The city of Sandy poorly handled a public conversation last week regarding a proposal to pull a significant portion of its business from Clackamas County Bank and to potentially establish a new relationship with a large national bank.

The conversation, held during the public City Council meeting — which is recorded and broadcast via the internet — was at best premature, at worst misleading and potentially damaging to the bank's reputation.

To even the most casual observer, the conversation came off as a blind-side insult to an organization that's been a stalwart sponsor of city events for years, and a thoroughly capable provider of financial services.

For context, city staff portrayed the bank as lacking in its ability to serve a municipal government.

But Clackamas County Bank officials say they are equipped with modern technology and are fully staffed by financial experts capable of providing whatever service is needed by the city government. Clearly, more conversations should have taken place behind the scenes before this topic arrived at a meeting of the City Council.

For one, it was in poor taste to raise this conversation in a public setting without giving Clackamas County Bank officials advance warning. Had the bank known this would be a topic of public conversation, bank officials would have attended the meeting and provided a balance to what was being said about their capabilities. Because the bank learned about this conversation only after reading the Sandy Post's news coverage of the council meeting, and then watching the meeting online, it was forced into an unenviable position of damage control.

Secondly, more conversation was needed between the city and the bank before this conversation reached the City Council. What does the city want of the bank? How can Clackamas County Bank meet that need? Where are they divided? Can the bank adapt to meet the need?

Thirdly, the city ignored a cornerstone of small town life — the importance of loyalty to local residents and businesses, particularly those that have been longtime friends, supporters and business allies.
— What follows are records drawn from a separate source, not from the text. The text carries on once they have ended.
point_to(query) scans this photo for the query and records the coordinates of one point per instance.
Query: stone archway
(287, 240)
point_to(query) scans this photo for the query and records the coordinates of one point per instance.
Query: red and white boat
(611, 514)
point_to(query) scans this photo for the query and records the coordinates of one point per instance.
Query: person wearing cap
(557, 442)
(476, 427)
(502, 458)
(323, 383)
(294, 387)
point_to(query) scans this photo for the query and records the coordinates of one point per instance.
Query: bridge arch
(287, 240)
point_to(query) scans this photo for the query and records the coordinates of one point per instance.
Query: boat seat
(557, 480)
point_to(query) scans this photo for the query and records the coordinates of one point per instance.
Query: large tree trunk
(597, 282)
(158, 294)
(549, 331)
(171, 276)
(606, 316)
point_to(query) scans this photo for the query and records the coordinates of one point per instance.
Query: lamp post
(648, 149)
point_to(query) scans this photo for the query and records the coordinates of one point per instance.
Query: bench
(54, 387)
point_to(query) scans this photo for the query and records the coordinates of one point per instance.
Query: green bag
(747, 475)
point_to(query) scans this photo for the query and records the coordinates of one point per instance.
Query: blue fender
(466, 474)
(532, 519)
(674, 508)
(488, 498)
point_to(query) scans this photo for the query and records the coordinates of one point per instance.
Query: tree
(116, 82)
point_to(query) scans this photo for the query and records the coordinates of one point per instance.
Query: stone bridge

The bank and city have been associated in financial matters for decades, but their relationship goes much deeper. The bank has been a long-standing sponsor of city events, such as the town's annual Fourth of July Fireworks display, the city's Kids Parade during the Sandy Mountain Festival, and the Sandy Summer Sounds & Starlight Cinemas.

CCB has proven its commitment to this community over-and-over by sponsoring the Sandy Mountain Festival Parade, Kiwanis Club of Sandy, Sandy FFA, Sandy Fire District, Mt. Hood Hospice, Relay for Life, Sandy River Trail cleanup, Trick-or-Treat Trail, Sandy Historical Society, Sandy Chamber of Commerce and various civic clubs and organizations, sports clubs and school clubs.

We applaud the mayor and City Council for having the wisdom to suspend this discussion without taking action. But, by the time this topic was tabled, the damage had been done.

The city government now faces the task of rebuilding trust with the bank that had been its important business and civic ally for years. And it put the bank in an awkward position of defending itself against inaccurate portrayals.

In the aftermath of last week's City Council meeting, we understand that city staff has entered into conversations with bank officials. The outcome of those conversations is by no means certain. But to say the least, this is what should have happened in the first place.